E todos queriam despedir-se do país que foi evacuado pelos pés pelo cancro da corrupção no hospital central. Os tribunais envelhecidos por processos arquivados, os ex-presidentes suportando a velhice em muletas de poder, os senhores deputados sonecando sobre o fardo das suas barrigas cheias de subsídios.

 

Recordo-me de ter visto todas as províncias metidas em luto e evacuando bolhas de lágrimas em lencinhos. Um bando de jornalistas, sem dó, disparava setas de flash ao caixão do país e um exército de moscas, nas bordas do caixão, afinava as antenas para roer o muco do cadáver e os restos que o cancro não conseguiu engolir.

 

O fulano que dirigia a cerimónia leu artigos de consolação, recitou versos do hino nacional, encheu o cemitério de cânticos e decretos de esperança e desparafusou o caixão para a última despedida; as moscas antenaram-se sobre os despojos do país. “Esse país cheira mal”, disse um ministro.

 

No adeus.

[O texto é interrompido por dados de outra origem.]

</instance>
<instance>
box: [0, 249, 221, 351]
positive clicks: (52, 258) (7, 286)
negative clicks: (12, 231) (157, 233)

Primeiro foram os tribunais que foram sacudir uma vénia ao caixão, depois seguiram os ministros que tentavam fermentar lágrimas, depois seguiram as forças armadas que se comprometeram a proteger com honra e coragem o túmulo do país e depois os senhores deputados saindo, um a um, do túnel da soneca foram dizer adeus ao país.

 

O povo foi o último a despedir-se do país. Como sempre, apresentou-se com uma camisa descosida que não escondia a enorme barriga cheia de tripas e coágulos de fome, o povo que assistiu ao cancro do país sem se importar, o povo que no lugar de correr com as receitas para curar o país, corria com boletins de voto, o povo que elegia o melhor cancro para o país. O povo chorou perante o cadáver do país, mas a cerimónia teve de continuar, porque o povo nunca fez nada para que o país continuasse vivo.

 

O caixão desceu à boca da cova, as pás começaram a fazer o seu trabalho e as formigas exigiram subsídio, pois não queriam devorar um cadáver que já tinha sido esvaziado pela corrupção.